Video: Down the Back of a Chair – What does a method of scrabbling with Le Guin’s ‘Carrier Bag Theory of Fiction’ offer conceptualisations of ‘the child’ in the Anthropocene? (Childhood and Society Seminar, Monday 14th June 2021, with Professor Victoria de Rijke and Professor Jayne Osgood)

In this paper we work with Ursula Le Guin’s (1986) Carrier Bag Theory of Fiction to offer a reconfiguration of ‘the book’ in early childhood contexts. By attending to the relational agencies that are generated from messy entanglements of reader-book-child-chair-cat-lice-mites…we are compelled to feel our way round to arrive at other ideas about what books are, what books do and what else they might potentiate in contemporary imaginations of ‘the child’. Le Guin retells the story of human origin by redefining technology as a cultural ‘carrier bag’ rather than a weapon of domination.

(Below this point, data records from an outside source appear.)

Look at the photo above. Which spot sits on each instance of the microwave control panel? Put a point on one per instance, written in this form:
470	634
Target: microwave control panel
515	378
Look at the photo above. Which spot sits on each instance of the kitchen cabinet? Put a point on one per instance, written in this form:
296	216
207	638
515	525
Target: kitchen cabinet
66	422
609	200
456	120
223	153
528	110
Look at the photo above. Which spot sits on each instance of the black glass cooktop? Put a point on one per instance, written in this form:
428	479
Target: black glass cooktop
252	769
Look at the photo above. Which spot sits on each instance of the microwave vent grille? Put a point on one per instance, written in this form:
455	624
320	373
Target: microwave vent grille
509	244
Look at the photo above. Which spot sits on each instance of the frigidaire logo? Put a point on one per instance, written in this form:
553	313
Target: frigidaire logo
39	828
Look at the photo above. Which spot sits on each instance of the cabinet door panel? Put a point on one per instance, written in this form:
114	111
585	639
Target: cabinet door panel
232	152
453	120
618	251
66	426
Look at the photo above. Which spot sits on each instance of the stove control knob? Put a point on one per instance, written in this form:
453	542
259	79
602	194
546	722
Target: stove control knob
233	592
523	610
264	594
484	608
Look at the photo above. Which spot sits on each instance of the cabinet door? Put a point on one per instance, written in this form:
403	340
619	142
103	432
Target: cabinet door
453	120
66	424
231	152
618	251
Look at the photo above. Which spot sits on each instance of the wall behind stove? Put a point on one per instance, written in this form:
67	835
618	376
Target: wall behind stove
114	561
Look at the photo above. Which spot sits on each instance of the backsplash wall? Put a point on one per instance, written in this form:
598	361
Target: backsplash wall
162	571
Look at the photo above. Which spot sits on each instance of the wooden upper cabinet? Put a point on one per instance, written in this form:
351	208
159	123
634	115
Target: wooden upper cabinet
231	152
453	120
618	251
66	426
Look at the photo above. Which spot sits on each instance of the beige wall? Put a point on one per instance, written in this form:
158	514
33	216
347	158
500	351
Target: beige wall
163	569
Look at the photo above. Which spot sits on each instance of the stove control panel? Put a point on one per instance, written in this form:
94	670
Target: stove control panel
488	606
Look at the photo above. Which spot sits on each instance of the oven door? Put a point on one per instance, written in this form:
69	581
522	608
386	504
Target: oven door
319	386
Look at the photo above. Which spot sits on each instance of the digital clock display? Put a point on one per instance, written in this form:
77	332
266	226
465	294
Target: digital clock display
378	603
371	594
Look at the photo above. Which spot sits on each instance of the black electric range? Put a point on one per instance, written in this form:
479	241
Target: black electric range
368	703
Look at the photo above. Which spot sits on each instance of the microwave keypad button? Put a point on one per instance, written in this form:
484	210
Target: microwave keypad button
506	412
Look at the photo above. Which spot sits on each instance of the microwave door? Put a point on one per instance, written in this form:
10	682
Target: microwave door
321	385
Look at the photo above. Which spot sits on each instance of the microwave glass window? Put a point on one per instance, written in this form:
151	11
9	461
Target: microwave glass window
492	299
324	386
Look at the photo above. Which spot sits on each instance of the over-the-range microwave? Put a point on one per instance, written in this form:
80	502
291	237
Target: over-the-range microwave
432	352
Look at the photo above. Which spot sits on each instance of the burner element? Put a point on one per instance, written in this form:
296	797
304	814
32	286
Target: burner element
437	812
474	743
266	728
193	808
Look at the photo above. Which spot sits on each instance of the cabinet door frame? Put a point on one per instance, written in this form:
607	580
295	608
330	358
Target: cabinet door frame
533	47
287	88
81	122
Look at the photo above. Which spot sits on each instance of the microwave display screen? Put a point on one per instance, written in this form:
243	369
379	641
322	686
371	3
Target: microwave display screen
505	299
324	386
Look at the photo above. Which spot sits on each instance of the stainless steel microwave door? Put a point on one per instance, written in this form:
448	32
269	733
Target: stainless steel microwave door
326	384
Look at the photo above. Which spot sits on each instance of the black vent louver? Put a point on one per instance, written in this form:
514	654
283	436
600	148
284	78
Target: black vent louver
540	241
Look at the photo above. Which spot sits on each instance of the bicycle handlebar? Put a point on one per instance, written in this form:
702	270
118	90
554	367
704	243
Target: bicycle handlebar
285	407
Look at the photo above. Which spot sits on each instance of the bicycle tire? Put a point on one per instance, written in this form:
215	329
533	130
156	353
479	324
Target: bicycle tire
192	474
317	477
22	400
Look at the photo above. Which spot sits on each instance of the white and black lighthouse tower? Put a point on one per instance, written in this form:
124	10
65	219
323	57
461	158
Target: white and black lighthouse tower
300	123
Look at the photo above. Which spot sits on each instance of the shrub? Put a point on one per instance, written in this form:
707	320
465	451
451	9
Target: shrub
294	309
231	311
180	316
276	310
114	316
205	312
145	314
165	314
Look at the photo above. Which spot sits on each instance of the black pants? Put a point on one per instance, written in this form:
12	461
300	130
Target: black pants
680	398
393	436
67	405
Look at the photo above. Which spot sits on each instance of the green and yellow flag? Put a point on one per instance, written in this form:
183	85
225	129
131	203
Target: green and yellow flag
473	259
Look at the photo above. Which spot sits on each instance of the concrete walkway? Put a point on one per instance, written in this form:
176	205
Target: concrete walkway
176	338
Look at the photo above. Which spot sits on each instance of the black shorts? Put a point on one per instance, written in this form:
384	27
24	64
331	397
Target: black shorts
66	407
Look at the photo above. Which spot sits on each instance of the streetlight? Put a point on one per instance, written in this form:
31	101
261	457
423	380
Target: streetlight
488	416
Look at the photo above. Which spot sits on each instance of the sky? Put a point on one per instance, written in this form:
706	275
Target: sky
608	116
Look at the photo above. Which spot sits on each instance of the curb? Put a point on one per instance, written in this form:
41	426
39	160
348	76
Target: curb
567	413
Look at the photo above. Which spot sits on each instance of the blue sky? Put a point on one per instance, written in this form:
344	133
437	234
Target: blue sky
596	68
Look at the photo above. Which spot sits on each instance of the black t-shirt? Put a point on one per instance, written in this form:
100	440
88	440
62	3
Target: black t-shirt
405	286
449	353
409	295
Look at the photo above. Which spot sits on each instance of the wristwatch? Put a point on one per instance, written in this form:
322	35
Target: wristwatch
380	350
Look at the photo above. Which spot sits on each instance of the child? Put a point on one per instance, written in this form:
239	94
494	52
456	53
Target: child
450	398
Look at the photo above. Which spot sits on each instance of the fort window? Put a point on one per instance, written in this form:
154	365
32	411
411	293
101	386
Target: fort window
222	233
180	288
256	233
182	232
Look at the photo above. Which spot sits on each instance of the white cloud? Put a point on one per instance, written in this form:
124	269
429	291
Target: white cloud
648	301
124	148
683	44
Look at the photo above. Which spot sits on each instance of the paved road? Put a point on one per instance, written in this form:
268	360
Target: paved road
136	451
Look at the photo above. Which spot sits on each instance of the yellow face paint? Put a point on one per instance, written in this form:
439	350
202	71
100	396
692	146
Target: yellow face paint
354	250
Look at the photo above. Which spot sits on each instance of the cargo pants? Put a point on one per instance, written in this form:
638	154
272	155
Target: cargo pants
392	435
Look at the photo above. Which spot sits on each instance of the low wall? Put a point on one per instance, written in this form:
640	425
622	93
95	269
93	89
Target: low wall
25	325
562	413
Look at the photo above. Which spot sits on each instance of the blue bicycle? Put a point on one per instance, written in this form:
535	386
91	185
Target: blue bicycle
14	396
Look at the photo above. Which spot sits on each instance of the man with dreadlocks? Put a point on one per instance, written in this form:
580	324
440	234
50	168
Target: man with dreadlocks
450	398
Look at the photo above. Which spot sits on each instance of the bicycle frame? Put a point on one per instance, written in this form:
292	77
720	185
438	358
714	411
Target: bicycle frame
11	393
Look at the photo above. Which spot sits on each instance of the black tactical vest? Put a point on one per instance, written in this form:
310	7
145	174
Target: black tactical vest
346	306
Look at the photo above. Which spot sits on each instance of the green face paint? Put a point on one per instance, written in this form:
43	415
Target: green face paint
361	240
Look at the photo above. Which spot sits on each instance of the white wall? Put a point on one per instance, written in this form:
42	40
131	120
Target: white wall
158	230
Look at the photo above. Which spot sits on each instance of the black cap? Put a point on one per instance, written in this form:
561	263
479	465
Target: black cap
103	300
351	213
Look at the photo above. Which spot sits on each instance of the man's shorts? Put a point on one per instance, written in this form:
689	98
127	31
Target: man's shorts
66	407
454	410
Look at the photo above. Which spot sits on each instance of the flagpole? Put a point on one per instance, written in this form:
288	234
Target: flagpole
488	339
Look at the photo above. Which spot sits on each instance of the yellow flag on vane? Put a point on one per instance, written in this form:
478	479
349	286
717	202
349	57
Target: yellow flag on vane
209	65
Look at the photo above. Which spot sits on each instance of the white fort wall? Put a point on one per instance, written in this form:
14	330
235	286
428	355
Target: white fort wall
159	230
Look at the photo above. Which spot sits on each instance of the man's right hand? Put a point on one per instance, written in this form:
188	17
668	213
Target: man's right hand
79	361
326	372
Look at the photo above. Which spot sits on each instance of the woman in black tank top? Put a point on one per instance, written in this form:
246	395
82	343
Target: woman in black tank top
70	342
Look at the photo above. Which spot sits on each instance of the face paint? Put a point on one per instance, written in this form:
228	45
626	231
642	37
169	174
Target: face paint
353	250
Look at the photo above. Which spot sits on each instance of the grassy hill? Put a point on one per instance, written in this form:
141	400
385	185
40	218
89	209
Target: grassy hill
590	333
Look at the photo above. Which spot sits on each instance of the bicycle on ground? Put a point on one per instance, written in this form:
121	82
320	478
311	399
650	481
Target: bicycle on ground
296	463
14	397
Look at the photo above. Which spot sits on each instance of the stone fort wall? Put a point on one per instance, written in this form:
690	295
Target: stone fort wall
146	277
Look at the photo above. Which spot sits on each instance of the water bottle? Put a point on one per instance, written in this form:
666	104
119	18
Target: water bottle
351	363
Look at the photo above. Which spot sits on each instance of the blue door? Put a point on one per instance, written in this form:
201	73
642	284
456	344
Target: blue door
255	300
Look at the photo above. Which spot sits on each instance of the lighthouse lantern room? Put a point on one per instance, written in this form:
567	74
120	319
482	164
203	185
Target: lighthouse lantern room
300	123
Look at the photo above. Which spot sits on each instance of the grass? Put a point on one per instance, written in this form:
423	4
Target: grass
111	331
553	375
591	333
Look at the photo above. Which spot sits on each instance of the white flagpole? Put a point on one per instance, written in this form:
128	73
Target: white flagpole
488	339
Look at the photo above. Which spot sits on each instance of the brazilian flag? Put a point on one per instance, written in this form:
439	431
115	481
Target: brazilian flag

She argues that the bag is recipient, holder, story, sack – for holding words-; in turn, ‘words hold things.’ The carrier bag theory allows room for everything and everyone. This generous and generative mode of enquiry frees us from the limitations of the linear, heroic anthropocentric/phallogocentric (Braidotti, 2013) narrative and instead opens up opportunities to explore stories with no happy-ever-after but instead embrace speculations about what else unfolds as we forage and gather along the way. We offer a scrabbling methodology: fragments of stories and sketches from imaginative and ‘real’ reading experiences coalesce with a method of scrabbling ‘down the back of the chair’ (both literally and metaphorically). This feminist methodology attunes to assemblages of odds and ends, hair and dust mites, children’s literature and child readers and facilitates a deep exploration of the intersectional, spatial, relational meanings that might tell us something else about childhood in the Anthropocene.